November Data Science DC Event Review: Identifying Smugglers: Local Outlier Detection in Big Geospatial Data

This is a guest post from Data Science DC Member and quantitative political scientist David J. Elkind.

Geopatial Outliers in the Strait of HormuzAs the November Data Science DC Meetup, Nathan Danneman, Emory University PhD and analytics engineer at Data Tactics, presented an approach to detecting unusual units within a geospatial data set. For me, the most enjoyable feature of Dr. Danneman’s talk was his engaging presentation. I suspect that other data consultants have also spent quite some time reading statistical articles and lost quite a few hours attempting to trace back the authors’ incoherent prose. Nathan approached his talk in a way that placed a minimal quantitative demand on the audience, instead focusing on the three essential components of his analysis: his analytical task, the outline of his approach, and the presentation of his findings. I’ll address each of these in turn.

Analytical Task

Nathan was presented with the problem of locating maritime vessels in the Strait of Hormuz engaged in smuggling activities: sanctions against Iran have made it very difficult for Iran to engage in international commerce, so improving detection of smugglers crossing the Strait from Iran to Qatar and the United Arab Emirates would improve the effectiveness of the sanctions regime and increase pressure on the regime. (I’ve written about issues related to Iranian sanctions for CSIS’s Project on Nuclear Issues Blog.)

Having collected publicly accessible satellite positioning data of maritime vessels, Nathan had four fields for each craft at several time intervals within some period: speed, heading, latitude and longitude.

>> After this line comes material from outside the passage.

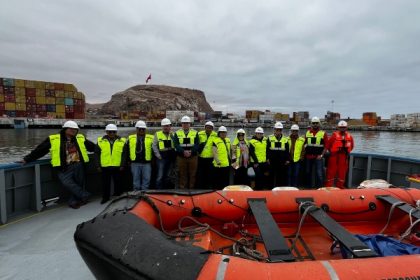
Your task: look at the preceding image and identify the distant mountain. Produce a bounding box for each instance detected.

But what do smugglers look like? Unfortunately, Nathan’s data set did not itself include any examples of watercraft which had been unambiguously identified by, e.g., the US Navy, as smugglers, so he could not rely on historical examples of smuggling as a starting point for his analysis. Instead, he has to puzzle out how to leverage information a craft’s spatial location

I’ve encountered a few applied quantitative researchers who, when faced with a lack of historical examples, would be entirely stymied in their progress, declaring the problem too hard. Instead of throwing up his hands, Dr. Danneman dug into the topic of maritime smuggling and found that many smuggling scenarios involve ship-to-ship transfers of contraband which take place outside of ordinary shipping lanes. This qualitatively-informed understanding transforms the project from mere speculation about what smugglers might look like into the problem of discovering maritime vessels which deviate too far from ordinary traffic patterns.

Importantly, framing the research in this way entirely premises the validity of inferences on the notion that unusual ships are smugglers and smugglers are unusual ships. But in reality, there are many reasons that ships might not conform to ordinary traffic patterns – for example, pleasure craft and fishing boats might have irregular movement patterns that don’t coincide with shipping lanes, and so look similar to the hypothesized smugglers.

Outline of Approach

The basic approach can be split into three sections: partitioning the strait into many grids, generating fake boats to compare the real boats, and then training a logistic regression to use the four data fields (speed, heading, latitude and longitude) to differentiate the real boats from the fake ones.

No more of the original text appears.